31

6.3K 291 276
                                    

31.bölüm özel😄😄 şaka şaka öyle denk geldi arkadaşlar vallahi benlik değil,, keyifli okumalaarrr👼💗

"Ay ayaklarım! Koptu galiba Barış." Kendimi nefes nefese eve atarken, bedenimi koltuğa bıraktım yüz üstü. Hediyelerin hepsini her ne kadar şimdi açmak istesem de açamayacağımızı anladığımda bagajda bırakmıştık. Barış Alper'in farklı planları var gibiydi, lavaboda dediklerinden bu anlaşılıyordu. Her ne kadar yorgun olsam da istiyordum. Onun olmak, özel hissetmek, kendimi ona teslim etmek... İlkim olmasını, aynı zamanda sonum olmasını...

Gergindim ancak ona bunu belli edersem beni incitmemek için vazgeçerdi ancak vazgeçmesini istemiyordum. Bu gece tek istediğim oydu, fazlası ya da azı değil.

"Yavrum kalk, orada uyuma tutulacaksın." Sanırım yorgun gördüğünden beni umudu kesmişti. "Dinleniyorum, uyumayacağım." diye mırıldandım.

Bacağımda hissettiğim parmaklar ile araladım gözlerimi, ne yaptığını bilmiyordum. Bileğime sarılı ipleri açtı, ayakkabıyı çıkardı sonra ayağımdan. Diğeri için de aynı şeyi yaptığında ayaklarımı gevşettim.

"Topuklu giymekten nefret ediyorum!" diye hayıflandım, doğrulurken. "Hadi, uyu güzelce dinlen bebeğim." dedi elini bana uzatıp koltuktan kalkmama yardımcı olurken.

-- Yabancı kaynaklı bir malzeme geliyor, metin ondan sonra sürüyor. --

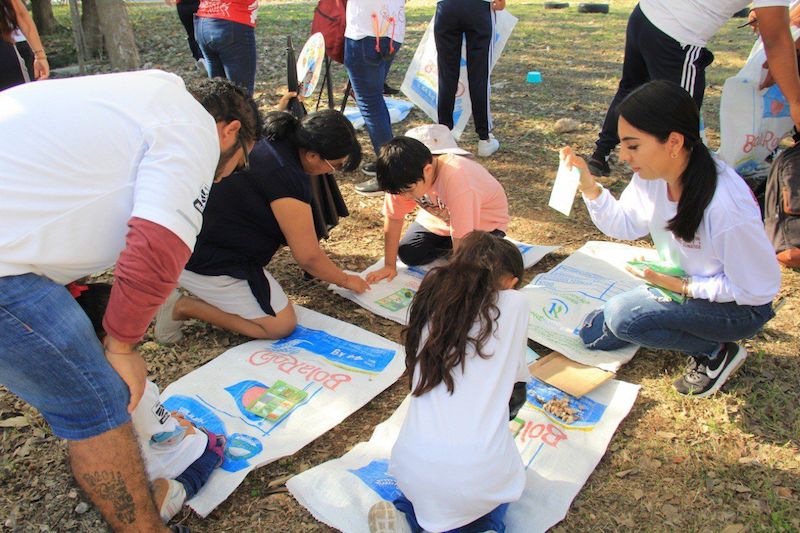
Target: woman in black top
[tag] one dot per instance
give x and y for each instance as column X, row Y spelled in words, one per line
column 249, row 216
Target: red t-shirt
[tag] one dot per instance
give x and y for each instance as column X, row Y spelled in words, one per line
column 241, row 11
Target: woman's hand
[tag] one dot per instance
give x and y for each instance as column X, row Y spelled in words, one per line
column 672, row 283
column 587, row 184
column 388, row 273
column 355, row 284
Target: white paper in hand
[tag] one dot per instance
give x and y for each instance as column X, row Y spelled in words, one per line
column 564, row 188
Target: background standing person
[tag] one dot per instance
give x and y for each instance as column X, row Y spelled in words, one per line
column 186, row 10
column 473, row 20
column 16, row 25
column 226, row 33
column 704, row 222
column 666, row 39
column 373, row 35
column 124, row 185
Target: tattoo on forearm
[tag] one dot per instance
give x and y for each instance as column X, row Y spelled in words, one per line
column 111, row 486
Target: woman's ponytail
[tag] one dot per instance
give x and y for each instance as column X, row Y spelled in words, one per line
column 699, row 182
column 281, row 126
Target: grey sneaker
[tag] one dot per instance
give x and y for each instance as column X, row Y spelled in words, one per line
column 702, row 380
column 385, row 518
column 369, row 188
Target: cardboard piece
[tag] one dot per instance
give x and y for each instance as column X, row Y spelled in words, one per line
column 574, row 378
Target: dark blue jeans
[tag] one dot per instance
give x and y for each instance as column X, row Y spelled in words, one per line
column 229, row 49
column 51, row 358
column 367, row 69
column 494, row 521
column 697, row 327
column 194, row 477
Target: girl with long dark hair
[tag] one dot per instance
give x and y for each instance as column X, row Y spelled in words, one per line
column 706, row 226
column 252, row 214
column 455, row 460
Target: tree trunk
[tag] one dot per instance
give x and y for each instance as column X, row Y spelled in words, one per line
column 92, row 36
column 43, row 16
column 118, row 35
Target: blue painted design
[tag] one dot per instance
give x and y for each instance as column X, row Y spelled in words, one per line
column 775, row 104
column 237, row 392
column 589, row 411
column 240, row 447
column 375, row 475
column 341, row 352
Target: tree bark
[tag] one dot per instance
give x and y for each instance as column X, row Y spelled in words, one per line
column 92, row 36
column 118, row 35
column 43, row 16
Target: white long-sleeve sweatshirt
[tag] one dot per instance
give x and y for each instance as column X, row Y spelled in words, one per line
column 730, row 258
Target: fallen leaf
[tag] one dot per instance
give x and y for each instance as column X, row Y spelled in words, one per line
column 15, row 422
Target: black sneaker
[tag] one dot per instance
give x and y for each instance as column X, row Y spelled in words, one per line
column 369, row 169
column 369, row 188
column 701, row 380
column 598, row 165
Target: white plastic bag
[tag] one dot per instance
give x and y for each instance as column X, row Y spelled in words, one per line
column 752, row 121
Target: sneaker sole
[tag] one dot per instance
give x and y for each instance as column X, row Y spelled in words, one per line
column 733, row 366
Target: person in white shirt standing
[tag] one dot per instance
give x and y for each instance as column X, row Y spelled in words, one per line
column 455, row 460
column 703, row 220
column 666, row 39
column 97, row 171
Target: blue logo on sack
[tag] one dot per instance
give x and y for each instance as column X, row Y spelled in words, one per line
column 340, row 352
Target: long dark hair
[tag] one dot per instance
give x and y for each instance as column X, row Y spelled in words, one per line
column 659, row 108
column 8, row 20
column 325, row 132
column 450, row 300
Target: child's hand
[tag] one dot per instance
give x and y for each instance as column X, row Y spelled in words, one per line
column 388, row 273
column 356, row 284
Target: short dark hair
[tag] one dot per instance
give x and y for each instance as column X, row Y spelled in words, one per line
column 400, row 163
column 328, row 133
column 227, row 101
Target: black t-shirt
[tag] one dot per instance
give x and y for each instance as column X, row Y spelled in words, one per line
column 240, row 233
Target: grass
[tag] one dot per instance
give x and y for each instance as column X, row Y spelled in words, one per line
column 729, row 463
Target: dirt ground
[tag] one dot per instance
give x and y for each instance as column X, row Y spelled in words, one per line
column 730, row 463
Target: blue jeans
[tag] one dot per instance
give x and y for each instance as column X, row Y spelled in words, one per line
column 51, row 358
column 367, row 69
column 196, row 475
column 697, row 327
column 229, row 48
column 492, row 521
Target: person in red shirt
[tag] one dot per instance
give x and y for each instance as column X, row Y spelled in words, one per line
column 226, row 33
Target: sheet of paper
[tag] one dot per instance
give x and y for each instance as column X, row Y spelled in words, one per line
column 564, row 189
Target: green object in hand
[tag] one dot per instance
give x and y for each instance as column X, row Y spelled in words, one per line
column 662, row 268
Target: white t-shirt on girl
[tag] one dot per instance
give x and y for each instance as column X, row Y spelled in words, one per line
column 390, row 18
column 730, row 258
column 167, row 447
column 455, row 458
column 695, row 21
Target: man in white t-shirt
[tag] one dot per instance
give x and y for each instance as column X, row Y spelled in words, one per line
column 666, row 39
column 97, row 171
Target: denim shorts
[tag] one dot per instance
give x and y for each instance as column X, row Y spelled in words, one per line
column 51, row 358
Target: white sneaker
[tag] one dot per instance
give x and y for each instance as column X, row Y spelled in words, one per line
column 167, row 330
column 171, row 500
column 488, row 147
column 385, row 518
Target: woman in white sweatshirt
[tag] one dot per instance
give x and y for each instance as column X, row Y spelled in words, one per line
column 705, row 224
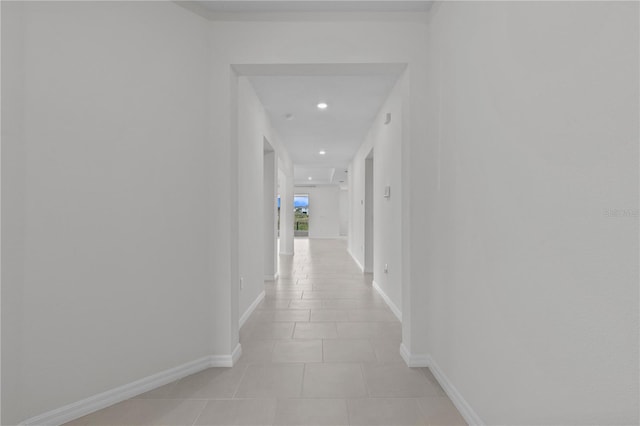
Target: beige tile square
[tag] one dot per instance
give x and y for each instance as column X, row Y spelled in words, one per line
column 139, row 412
column 251, row 412
column 371, row 315
column 312, row 412
column 439, row 411
column 322, row 315
column 297, row 351
column 271, row 381
column 211, row 383
column 158, row 393
column 397, row 381
column 269, row 330
column 387, row 351
column 256, row 350
column 385, row 412
column 333, row 381
column 305, row 304
column 340, row 350
column 357, row 330
column 315, row 330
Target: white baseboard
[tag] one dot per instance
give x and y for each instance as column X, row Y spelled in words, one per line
column 250, row 309
column 397, row 312
column 105, row 399
column 356, row 260
column 465, row 409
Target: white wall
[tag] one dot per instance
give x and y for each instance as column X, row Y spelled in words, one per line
column 324, row 210
column 386, row 141
column 253, row 128
column 532, row 303
column 318, row 39
column 270, row 215
column 344, row 212
column 285, row 185
column 105, row 199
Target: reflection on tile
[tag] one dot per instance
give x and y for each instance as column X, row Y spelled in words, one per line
column 210, row 383
column 348, row 351
column 297, row 351
column 333, row 381
column 439, row 410
column 170, row 412
column 271, row 381
column 397, row 381
column 400, row 412
column 301, row 412
column 321, row 335
column 315, row 330
column 238, row 412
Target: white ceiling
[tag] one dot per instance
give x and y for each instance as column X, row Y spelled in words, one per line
column 261, row 6
column 354, row 101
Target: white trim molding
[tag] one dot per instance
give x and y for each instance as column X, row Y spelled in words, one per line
column 250, row 309
column 397, row 312
column 425, row 360
column 355, row 260
column 465, row 409
column 102, row 400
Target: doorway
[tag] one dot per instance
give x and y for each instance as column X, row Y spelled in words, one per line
column 270, row 213
column 301, row 211
column 368, row 213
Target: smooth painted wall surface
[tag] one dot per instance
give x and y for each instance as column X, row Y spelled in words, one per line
column 253, row 128
column 385, row 140
column 530, row 262
column 109, row 233
column 344, row 212
column 324, row 210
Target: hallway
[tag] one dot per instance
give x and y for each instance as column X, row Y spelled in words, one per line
column 321, row 349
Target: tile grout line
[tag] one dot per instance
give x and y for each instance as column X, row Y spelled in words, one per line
column 200, row 413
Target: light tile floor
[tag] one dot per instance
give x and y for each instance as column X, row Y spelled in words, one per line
column 321, row 349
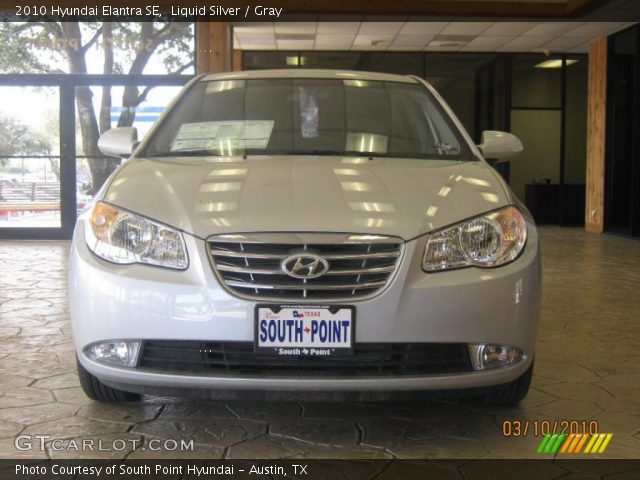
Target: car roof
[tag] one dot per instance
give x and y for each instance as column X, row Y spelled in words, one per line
column 309, row 73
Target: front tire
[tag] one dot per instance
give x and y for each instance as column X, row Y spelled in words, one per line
column 510, row 393
column 96, row 390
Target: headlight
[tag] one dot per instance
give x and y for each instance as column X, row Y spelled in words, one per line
column 489, row 240
column 124, row 237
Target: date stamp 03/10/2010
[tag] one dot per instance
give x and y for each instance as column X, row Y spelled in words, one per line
column 560, row 436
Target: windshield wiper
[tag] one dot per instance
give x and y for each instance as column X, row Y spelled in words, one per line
column 349, row 153
column 187, row 153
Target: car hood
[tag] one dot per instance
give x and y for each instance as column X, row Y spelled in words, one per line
column 390, row 196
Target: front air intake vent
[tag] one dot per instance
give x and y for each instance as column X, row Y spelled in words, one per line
column 355, row 267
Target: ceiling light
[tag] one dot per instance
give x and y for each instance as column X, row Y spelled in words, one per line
column 556, row 63
column 295, row 61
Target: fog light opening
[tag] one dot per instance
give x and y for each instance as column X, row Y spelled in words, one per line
column 486, row 356
column 115, row 352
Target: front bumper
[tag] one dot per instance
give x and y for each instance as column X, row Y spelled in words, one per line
column 498, row 306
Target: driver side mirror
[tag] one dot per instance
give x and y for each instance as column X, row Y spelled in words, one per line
column 118, row 142
column 499, row 145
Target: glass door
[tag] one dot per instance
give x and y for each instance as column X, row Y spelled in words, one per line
column 30, row 159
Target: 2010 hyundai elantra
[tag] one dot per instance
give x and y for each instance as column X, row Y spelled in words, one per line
column 305, row 230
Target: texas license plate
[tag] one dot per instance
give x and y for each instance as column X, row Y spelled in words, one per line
column 297, row 330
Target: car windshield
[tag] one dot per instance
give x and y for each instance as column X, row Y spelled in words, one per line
column 308, row 117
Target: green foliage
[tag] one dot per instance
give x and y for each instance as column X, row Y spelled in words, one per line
column 16, row 138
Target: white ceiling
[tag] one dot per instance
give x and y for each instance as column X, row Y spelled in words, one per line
column 484, row 36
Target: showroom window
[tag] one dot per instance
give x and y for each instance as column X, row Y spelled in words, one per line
column 62, row 84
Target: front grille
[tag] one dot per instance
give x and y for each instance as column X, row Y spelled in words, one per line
column 368, row 359
column 253, row 269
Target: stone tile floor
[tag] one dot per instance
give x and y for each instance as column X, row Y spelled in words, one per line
column 587, row 368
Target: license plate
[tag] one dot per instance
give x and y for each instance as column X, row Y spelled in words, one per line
column 303, row 330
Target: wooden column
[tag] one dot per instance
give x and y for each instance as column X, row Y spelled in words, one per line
column 213, row 48
column 596, row 115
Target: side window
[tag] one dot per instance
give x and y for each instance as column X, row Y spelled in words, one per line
column 445, row 142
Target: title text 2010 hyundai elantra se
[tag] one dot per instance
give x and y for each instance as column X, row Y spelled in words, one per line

Elini tutup kalktım ancak, odaya gitmek yerine kollarımı boynuna doladım. Bu ani hareketim onu şaşırtsa da afallamadan ellerini belime yerleştirdi.

Ensesindeki uzamaya başlayan saçlarıyla oynadım yavaşça. "Ama benim uykum yok ki..." dedim mırıldanarak. Kalbimin götümde çarpması dışında sorun yok, evet.

"Hm..." Erkeksi hırıltı ile yanağımın içini ısırdım. "Aşkım." dedi ses tonunu alçaltarak ancak bu ton beni daha da yükseltmişti. "Yorgunsun çok, uyuyalım bence."

"Tch."

Meraklı gözlerle bana bakarken ensesindeki ellerim, yakasına kaydı. Birkaç düğmesi açılmıştı. Parmaklarım yakasında gezerken merakla ne yaptığıma bakıyor, gözleri saniyelik dudaklarıma kayıyor, daha sonra tekrar parmaklarıma çeviriyordu bakışlarını.

Yutkunduğunu, hareket eden adem elmasından anlamıştım. Gülümseyerek bir düğme daha açtım. Sırıtarak kafasını geriye attığında kendini daha da yasladı beni. "Napıyorsun Beyza?" dedi sırıtışından ödün vermeden.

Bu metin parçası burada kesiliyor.